I dipinti mettono in discussione il ruolo dell’intelligenza artificiale nella società umana.
I primi autoritratti robot al mondo, dipinti da un androide chiamato Ai-Da, sono stati svelati in una nuova mostra d’arte a Londra, nonostante l'”artista” non avesse un “sé” da ritrarre.
Le immagini sorprendentemente accurate mettono in discussione il ruolo dell’intelligenza artificiale (AI) nella società umana e sfidano l’idea che l’arte sia esclusivamente un tratto umano, secondo i suoi creatori.
Ai-Da è un artista androide a grandezza naturale alimentato dall’intelligenza artificiale – algoritmi informatici che imitano l’intelligenza degli umani – che possono dipingere, scolpire, fare gesti, battere le palpebre e parlare.
Ai-Da è progettato per apparire e agire come una donna umana con una voce femminile.
La sua testa e il suo busto sembrano quelli di un manichino e indossa una varietà di abiti e parrucche diversi, anche se un paio di braccia meccaniche esposte la tradiscono come robotica.
Un team di programmatori, roboticisti, esperti d’arte e psicologi dell’Università di Oxford e dell’Università di Leeds in Inghilterra ha trascorso due anni, dal 2017 al 2019, a sviluppare l’androide, secondo The Guardian.
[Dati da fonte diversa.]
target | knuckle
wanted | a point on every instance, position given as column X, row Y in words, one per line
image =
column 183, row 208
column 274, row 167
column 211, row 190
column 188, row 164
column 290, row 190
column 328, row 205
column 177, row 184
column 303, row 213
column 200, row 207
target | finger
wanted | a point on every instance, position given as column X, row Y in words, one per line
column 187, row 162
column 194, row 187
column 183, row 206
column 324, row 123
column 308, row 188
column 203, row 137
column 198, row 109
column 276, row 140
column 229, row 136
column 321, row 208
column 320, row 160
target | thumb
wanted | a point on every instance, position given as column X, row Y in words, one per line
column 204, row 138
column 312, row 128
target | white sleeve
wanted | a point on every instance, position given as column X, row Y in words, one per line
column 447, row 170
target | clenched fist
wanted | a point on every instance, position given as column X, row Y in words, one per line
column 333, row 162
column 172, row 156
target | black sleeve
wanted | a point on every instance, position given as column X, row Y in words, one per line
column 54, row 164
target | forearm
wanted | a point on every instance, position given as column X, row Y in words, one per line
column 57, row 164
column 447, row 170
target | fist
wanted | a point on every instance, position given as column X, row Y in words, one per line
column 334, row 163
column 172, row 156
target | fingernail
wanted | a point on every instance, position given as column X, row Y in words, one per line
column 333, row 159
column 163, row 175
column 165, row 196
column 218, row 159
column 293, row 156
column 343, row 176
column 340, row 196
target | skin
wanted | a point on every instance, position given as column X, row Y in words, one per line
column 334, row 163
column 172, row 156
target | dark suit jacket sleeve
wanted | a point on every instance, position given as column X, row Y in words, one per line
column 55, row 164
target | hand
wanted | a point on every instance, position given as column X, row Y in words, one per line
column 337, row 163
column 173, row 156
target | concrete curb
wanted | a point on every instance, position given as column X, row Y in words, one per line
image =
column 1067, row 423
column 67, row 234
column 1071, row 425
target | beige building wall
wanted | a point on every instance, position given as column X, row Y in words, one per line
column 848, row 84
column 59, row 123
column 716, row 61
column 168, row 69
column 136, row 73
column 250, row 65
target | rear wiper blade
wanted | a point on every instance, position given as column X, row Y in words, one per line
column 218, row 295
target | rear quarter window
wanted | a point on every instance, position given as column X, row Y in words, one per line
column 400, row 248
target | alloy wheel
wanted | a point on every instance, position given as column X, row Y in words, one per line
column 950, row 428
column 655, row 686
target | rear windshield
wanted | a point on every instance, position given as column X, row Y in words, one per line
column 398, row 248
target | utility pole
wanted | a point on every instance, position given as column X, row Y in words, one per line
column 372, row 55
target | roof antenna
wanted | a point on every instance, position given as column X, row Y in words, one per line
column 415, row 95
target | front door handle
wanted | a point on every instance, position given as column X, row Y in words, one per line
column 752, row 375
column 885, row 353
Prende il nome da Ada Lovelace, il matematico inglese pioniere che è considerato uno dei primi programmatori di computer.
In passato, il lavoro di Ai-Da consisteva in dipinti astratti basati su complessi modelli matematici e la sua prima mostra ha raccolto oltre $ 1 milione di vendite d’arte, secondo Artnet .
Ha persino tenuto il suo TEDx Talk:
Ma ora Ai-Da ha creato quelli che si ritiene siano i primi autoritratti realizzati da una macchina.
Tre di questi selfie di robot sono stati esposti al Design Museum il 18 maggio in una mostra intitolata ” Ai-Da: Portrait of the Robot “, che è gratuita per il pubblico e rimarrà in mostra fino al 29 agosto.
“Queste immagini hanno lo scopo di sconvolgere”, ha detto a The Guardian Aidan Meller, il proprietario della galleria dietro la creazione di Ai-Da.
“Hanno lo scopo di sollevare domande su dove stiamo andando. Qual è il nostro ruolo umano se così tanto può essere replicato attraverso la tecnologia?”